En l'espèce, pour ramener à 0% le taux d'incapacité permanente de M.[J] opposable à son employeur la société [11], le tribunal a retenu les conclusions du Dr [O], expert judiciaire, qui a relevé que M.[J] avait présenté un carcinome selon diagnostic confirmé le 26 décembre 2017, qu'un traitement par [4]-thérapie s'était révélé très efficace, que l'intéressé ne présentait lors de l'examen ni séquelles ni doléance, et que le taux d'incapacité pouvait être estimé à 0%. Le tribunal a constaté que cette évaluation n'était ni contestée ni discutée, et qu'elle serait donc entérinée.
La [5], à l'appui de sa demande de réformation du jugement et de maintien à 10% du taux opposable à l'employeur, expose que ce taux a été retenu par le médecin conseil du service médical et par les médecins experts de la commission médicale de recours amiable lors de sa séance du 11 janvier 2021. La caisse ne conteste pas que le médecin désigné en qualité d'expert judiciaire a exactement constaté l'absence de séquelles, mais expose que le barème [14] prévoit un taux d'incapacité de 10 à 50% selon les séquelles des tumeurs de l'épithélium urinaire et qu'en conséquence, en l'absence de séquelles, le taux le plus bas doit être attribué, soit 10%.
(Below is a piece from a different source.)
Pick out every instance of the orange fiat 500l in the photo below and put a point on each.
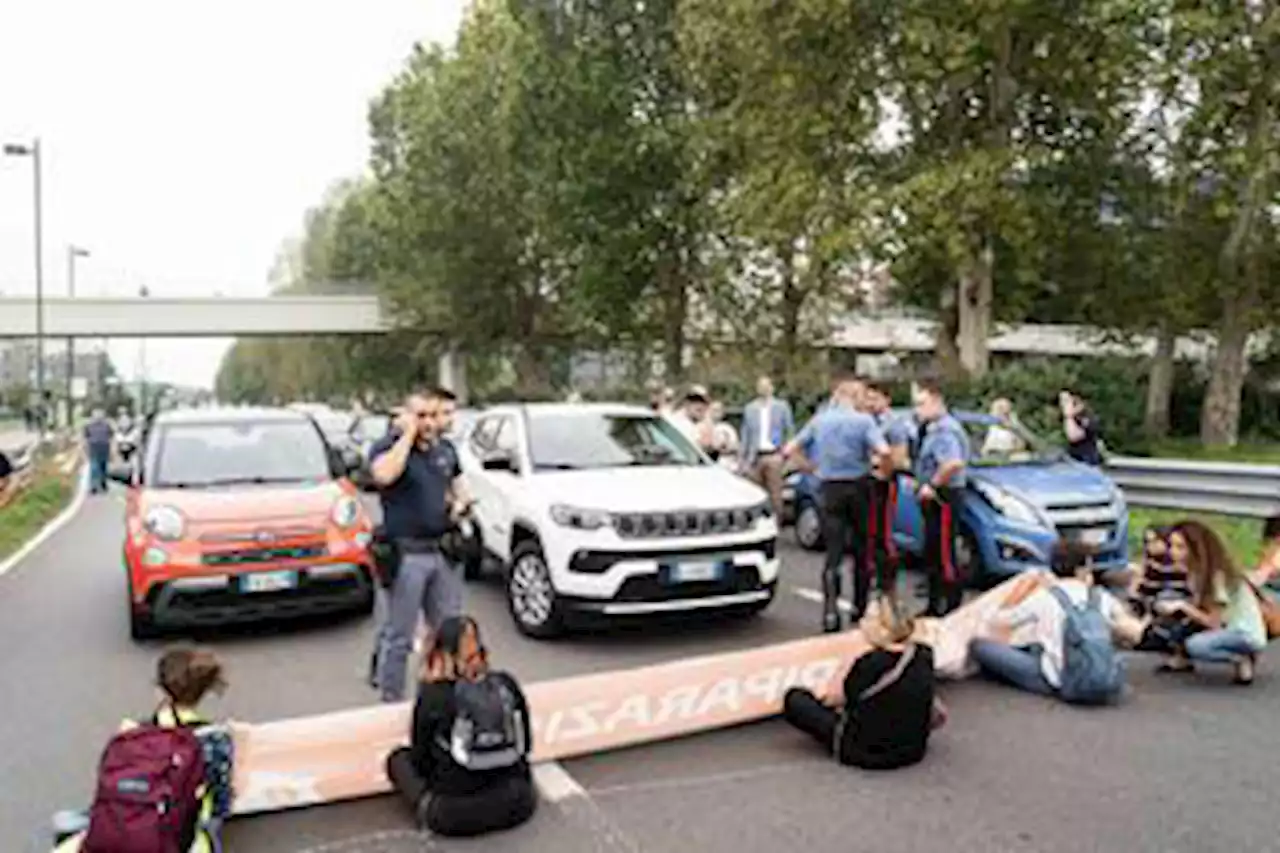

La société [11], à l'appui de sa demande de confirmation du jugement, soutient qu'en l'absence non contestée de séquelles il est invraisembable d'attribuer un taux d'incapacité permanente selon le barème UCANSS.
SUR CE
La [8] ne conteste pas que M.[J] ne présente aucune séquelle suite à la guérison totale de la tumeur épithéliale primitive dont il a été affecté, et invoque le fait que «le barème [14] prévoit un taux de 10 à 50% selon séquelles des tumeurs de l'épithélium urinaire». Comme le relève en substance l'employeur en qualifiant d'invraisemblable la position de la caisse, il découle en effet des propres explications de cette dernière que le barème qu'elle invoque prévoit un taux minimum de 10% «selon séquelles », ce qui suppose l'existence de séquelles. Or, il n'est pas contesté que M.[J] ne présente aucune séquelle, ce dont la cour déduit que le barème invoqué est inopérant, ne trouvant à s'appliquer qu'à la condition que des séquelles soient constatées, ce qui n'est donc pas le cas. En conséquence le jugement qui a statué en ce sens sera confirmé.
Sur les dépens
En application de l'article 696 du code de procédure civile, le tribunal a condamné la [8] aux dépens de l'instance. Le jugement étant confirmé sur le fond, sera confirmé sur ce point. La [8], partie perdante en appel, en supportera les dépens.
PAR CES MOTIFS
La cour, statuant publiquement, par arrêt contradictoire, après en avoir délibéré conformément à la loi,
- Déclare recevable l'appel relevé par la [7] à l'encontre du jugement n°21-72 prononcé le 08 mars 2022 par le pôle social du tribunal judiciaire de Clermont-Ferrand,
- Confirme le jugement en toutes ses dispositions,
Y ajoutant:
- Condamne la [7] aux entiers dépens d'appel.
Ainsi jugé et prononcé à [Localité 13] le 28 janvier 2025.